It was a great turnout, fitting for a school whose sports teams call themselves the Baymen.
“We’re the only school that takes all our kids, 170 sixth graders,” said Mr. Nydegger as his group counted a huge mess of shrimp they’d caught in a seine of the inlet. “We make this part of the curriculum. Now we have a longitudinal data set — we can pass that baton to the next group of students next year.”
As students who had spent just a minute seining thousands of shrimp from the inlet mulled over the best way to count them all, Mr. Gelardi showed them a trick — find out how many shrimp it takes to fill a small container, and then fill that container as many times as you need in order to count the shrimp.
Over by the bay side, Mr. O’Neill was helping the kids identify a banded killifish, then showed them how to tell grass shrimp and sand shrimp apart.
“Grass shrimp have a long face and short antenna, sand shrimp have a short face and long antenna,” he told the group.
Two girls wearing waders then took their seine out for another pull through the bay, one wearing waders so big she seemed to be swimming in their depths, one wearing waders so small that the bay began to pour in over the top. They helped each other back to shore.
“I learned that Abe Lincoln fits in these pants, but I don’t,” said Maya Sanabria after she returned to the beach.
Despite being soaked, Valentina Vega said she was having a fun time.
“We get to learn about the fishes, and what kind they are, similar fishes and how you can tell the difference,” she said, adding that the day has inspired her to want to protect the bays.
Over by Roadhouse Pizza on West Main Street in Riverhead, students from science teacher Mike Schlessinger’s class at the the Riverhead Charter School weren’t having such great luck seining creatures from the mucky Peconic River.
Eighth graders Christian Cognet and Reina Love took stock of their catch — a feather and a small dead clam, before the students returned again and again, hauling in nets in the shallow running water.

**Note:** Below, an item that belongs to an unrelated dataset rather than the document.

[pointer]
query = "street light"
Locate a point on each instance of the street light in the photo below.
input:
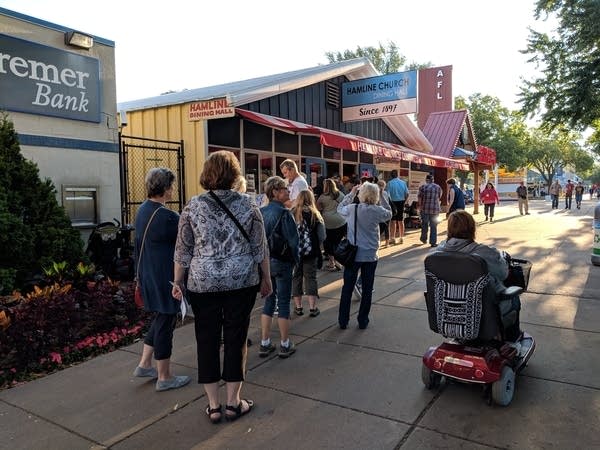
(78, 39)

On a picnic table nearby, students Logan McMullen, Chris Lascano, Cherish Simmons, Jahnaya Sinclair and Anjuli Vaiana-Cavanagh were celebrating their finds — three oysters covered in river-bottom sediment and a pair of big shrimp, who were wrestling.
Next year, these students will pass the baton to a new group of eighth graders. At the beginning of the day, they will be new to the process of documenting the ebbs and flows and comings and goings of this estuary system. By the end of the day, they will have made their mark on a citizen science project that is only now in its infancy, but which shows great promise for the years ahead.